Several other tips to try:

1. Another obscure fix, boot into WebOS and make sure your wifi connects. Use your browser for a sec and then boot back to CM.

2. Delete your wifi profile:
start the terminal app

type su	and tap enter
the pound sign # turns to a dollar sign $
type rm -rf data/misc/wifi && reboot	and tap enter

For clarity that's rm(space)-rf(space)/data/misc/wifi(space)&&(space)reboot

After your TP reboots, you will have to go to wifi settings and reenter your router's SSID and your password for every AP you use.

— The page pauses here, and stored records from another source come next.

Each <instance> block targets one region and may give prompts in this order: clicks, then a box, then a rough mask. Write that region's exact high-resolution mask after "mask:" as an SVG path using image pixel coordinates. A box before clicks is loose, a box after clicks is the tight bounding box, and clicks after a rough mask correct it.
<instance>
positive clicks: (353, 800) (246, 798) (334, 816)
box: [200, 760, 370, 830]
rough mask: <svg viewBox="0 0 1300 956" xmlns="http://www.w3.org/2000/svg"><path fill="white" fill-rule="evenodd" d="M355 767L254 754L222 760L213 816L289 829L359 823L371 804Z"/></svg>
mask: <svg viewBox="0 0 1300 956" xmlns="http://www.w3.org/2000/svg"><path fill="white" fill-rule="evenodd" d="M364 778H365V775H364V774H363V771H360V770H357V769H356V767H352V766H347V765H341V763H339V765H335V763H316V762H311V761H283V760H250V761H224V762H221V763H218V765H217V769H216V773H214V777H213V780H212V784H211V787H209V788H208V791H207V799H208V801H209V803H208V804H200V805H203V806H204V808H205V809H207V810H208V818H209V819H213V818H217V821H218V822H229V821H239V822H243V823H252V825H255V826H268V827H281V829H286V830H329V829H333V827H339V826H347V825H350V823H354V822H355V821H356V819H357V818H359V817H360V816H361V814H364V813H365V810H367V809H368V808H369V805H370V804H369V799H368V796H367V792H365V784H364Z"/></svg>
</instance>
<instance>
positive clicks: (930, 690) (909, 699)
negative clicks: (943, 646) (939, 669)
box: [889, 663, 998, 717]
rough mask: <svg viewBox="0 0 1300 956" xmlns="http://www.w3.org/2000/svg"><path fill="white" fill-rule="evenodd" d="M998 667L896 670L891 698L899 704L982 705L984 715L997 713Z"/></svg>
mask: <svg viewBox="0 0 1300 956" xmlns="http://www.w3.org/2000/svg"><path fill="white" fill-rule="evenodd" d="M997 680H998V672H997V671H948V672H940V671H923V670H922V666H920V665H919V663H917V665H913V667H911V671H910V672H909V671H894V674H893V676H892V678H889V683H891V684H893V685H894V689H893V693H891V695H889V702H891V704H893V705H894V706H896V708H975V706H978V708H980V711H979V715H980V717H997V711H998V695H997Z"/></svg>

3. If you are using WPA2 and AES encryption, log into your router and change it to WPA and TKIP encryption.
4. If your router is a dual band (2.4/5 ghz ) router, log into your router and turn off the 5 ghz part.
5. If your router is wifi b/g/n, log into your router and switch to b/g only.
6. Download FXR Wifi Fix and Rescue. It's helped others when nothing else seemed to.


----------



## assafkip (Feb 7, 2012)

I have the same issue. I was loving the ICS but suddenly the wifi went out of range... When I went home, it recognized my network but did not connect. The only way I was able to resolve this is to reboot and install the update .zip file again.

Any advice?


----------



## nevertells (Oct 29, 2011)

assafkip said:


> I have the same issue. I was loving the ICS but suddenly the wifi went out of range... When I went home, it recognized my network but did not connect. The only way I was able to resolve this is to reboot and install the update .zip file again.
> 
> Any advice?


Reinstalling your update.zip file did the same as doing the following below:

*Delete your wifi profile*:
start the terminal app

type su and tap enter
the pound sign # turns to a dollar sign $
type rm -rf data/misc/wifi && reboot and tap enter

For clarity that's rm(space)-rf(space)/data/misc/wifi(space)&&(space)reboot

After your TP reboots, you will have to go to wifi settings and reenter your router's SSID and your password for every AP you use.


----------